The strongest case for the codes
Malaysia's concern is not invented. The Online Safety Act was passed in response to a documented rise in cyberbullying, sextortion, and AI-generated non-consensual imagery, and child sexual abuse material (CSAM) is a genuine harm that no serious analyst defends. The CPC's framing — "child-safety-by-design" and age-appropriate restrictions on high-risk features — borrows from a real policy consensus that products aimed at, or used by, children should be built with their vulnerabilities in mind. MCMC has also tried to leave room for flexibility: it describes the framework as outcome-based, lets providers choose how to meet duties, and has promised a "reasonable grace period" before enforcing the verification requirement. A regulator that wanted to be maximally coercive would not have done either.
What 1 June actually requires
The codes apply to the platforms already swept into Act 866's licensing net. Under the statute — which received Royal Assent on 6 May 2025 and came into force on 1 January 2026 — any internet messaging or social media service with at least eight million users in Malaysia is deemed an Applications Service Provider class licensee. That captures the major global platforms, not small forums.
The CPC's headline rule is that children under 16 may not register for social media accounts, and platforms must implement age verification against government-issued records — in practice, identity cards or passports — "in a manner that is secure, practical and respectful of users' privacy," per MCMC. The RMC layers on systemic obligations: risk assessments, content governance, reporting-and-response systems, advertiser verification, and labelling of manipulated (including AI-generated) content. These sit atop the removal timetables already set by Act 866's subsidiary regulations, under which priority harmful content such as CSAM and financial fraud must be made permanently inaccessible within one hour of confirmation, and other harmful content within twelve hours.
Where proportionality breaks
The problem is not the goal but the chosen instrument. Mandating identity-document checks as the gateway to lawful adult speech is a heavy tool for a child-safety problem, and it imposes costs on everyone, not just children. During MCMC's own consultation — open from 12 February to 31 March 2026 — industry respondents warned that tying access to government IDs raises privacy and cybersecurity risks and would exclude age-eligible adults who lack official identification or face accessibility barriers. Those objections are not special pleading. Centralising the upload of national IDs to global platforms creates exactly the kind of honeypot that breach after breach has shown to be unsafe, and it conditions ordinary speech on surrendering identity — a structural shift the open internet has historically resisted for good reason. A proportionate regime would treat ID verification as one option among several privacy-preserving age-assurance methods, not the default benchmark.

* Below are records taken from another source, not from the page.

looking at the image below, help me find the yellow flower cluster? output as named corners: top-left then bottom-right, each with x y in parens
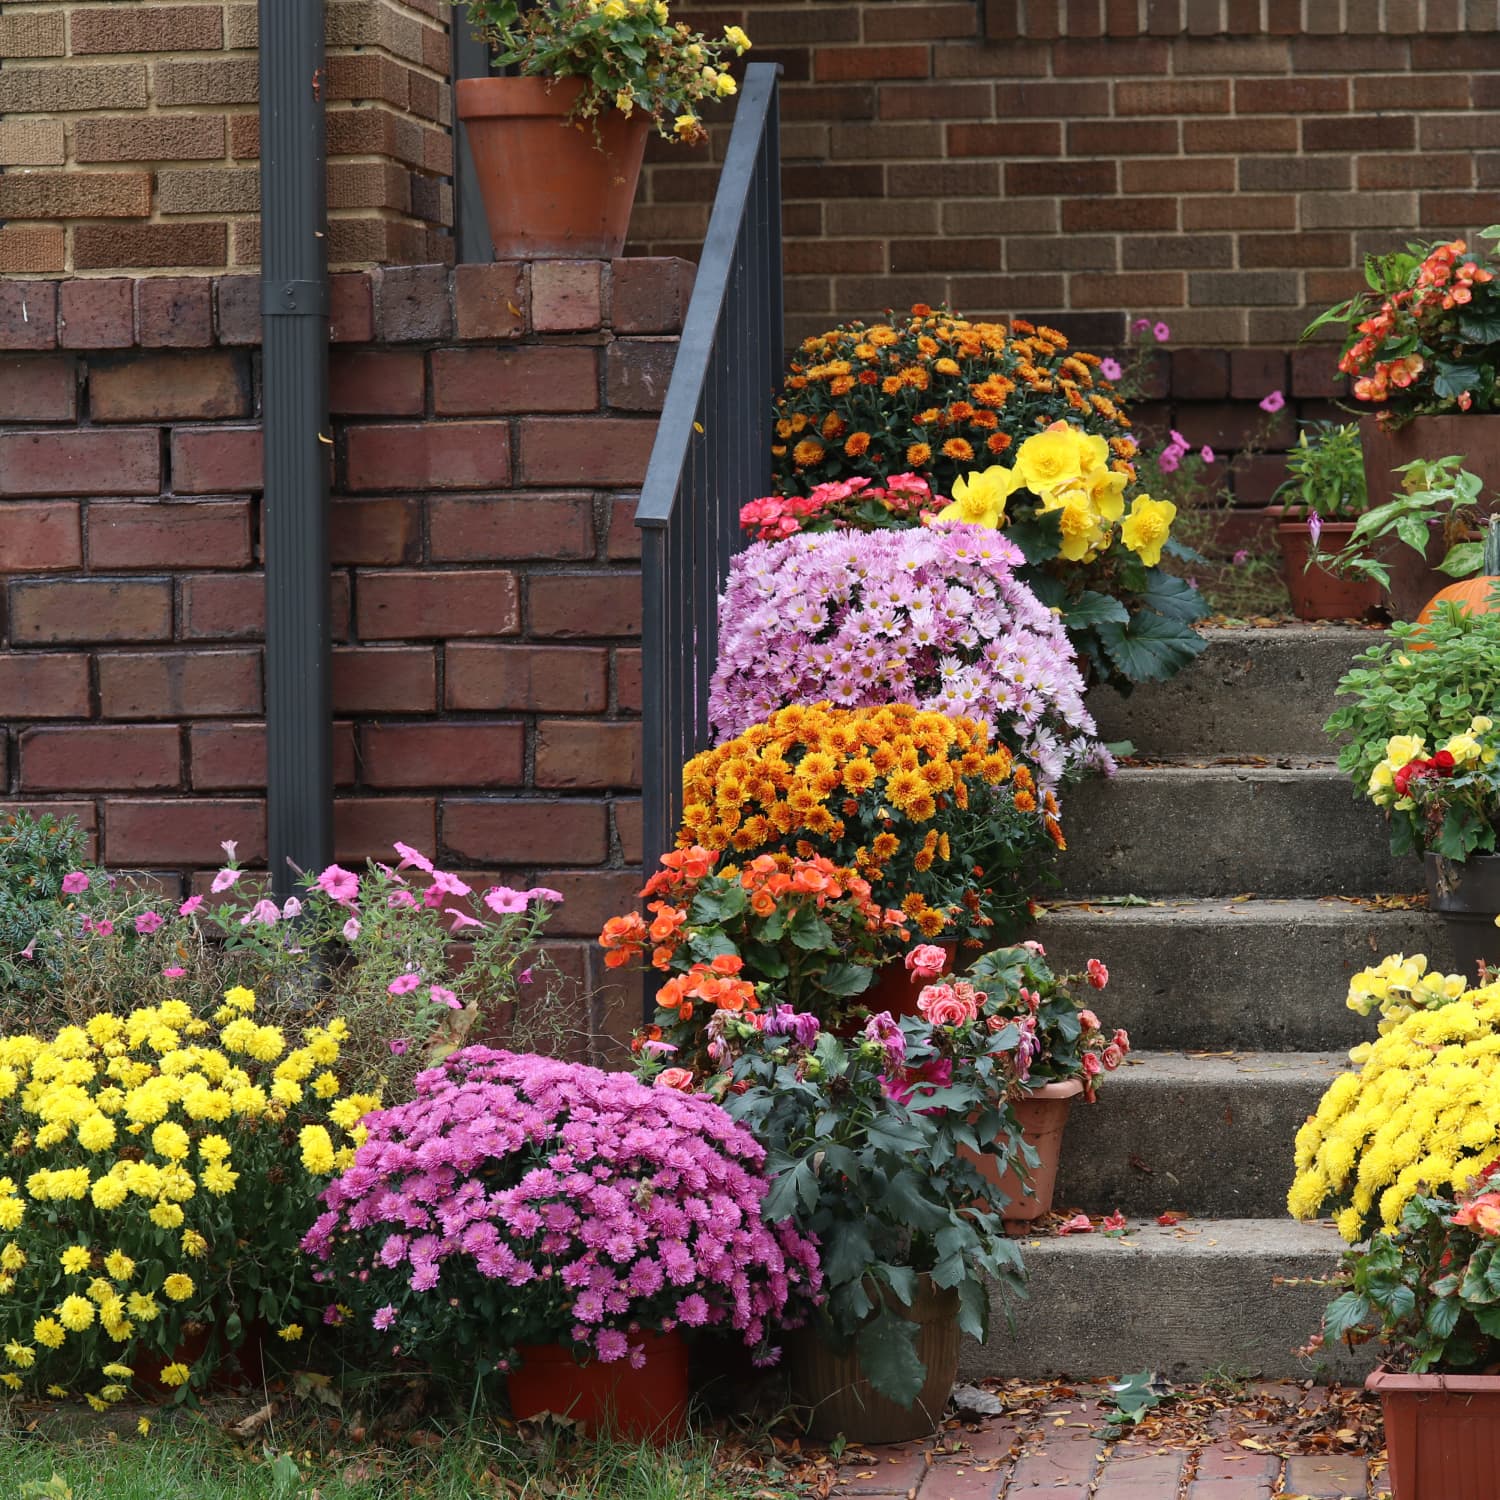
top-left (1346, 952), bottom-right (1469, 1030)
top-left (1366, 715), bottom-right (1496, 808)
top-left (0, 990), bottom-right (379, 1403)
top-left (680, 702), bottom-right (1030, 938)
top-left (1290, 971), bottom-right (1500, 1242)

The takedown machinery and over-blocking
The second proportionality concern is the removal apparatus. A one-hour permanent-removal clock for confirmed priority content is defensible for CSAM, where the harm is unambiguous. But the broader "harmful content" category, paired with RM10 million penalties, creates a powerful incentive to over-remove. When the cost of leaving lawful content up is a multimillion-ringgit fine and the cost of taking it down is nothing, rational platforms will err toward deletion. Respondents to MCMC's consultation flagged precisely this: overly broad definitions could capture legitimate journalism and socially valuable expression — including survivors documenting their own abuse or bullying — and aggressive moderation risks over-blocking lawful speech. The RMC's manipulated-content labelling duty compounds the difficulty, because, as platforms noted, current detection tools cannot reliably identify all AI-generated material and labels can be stripped by bad actors. A mandate that outruns the available technology invites either compliance theatre or defensive over-enforcement.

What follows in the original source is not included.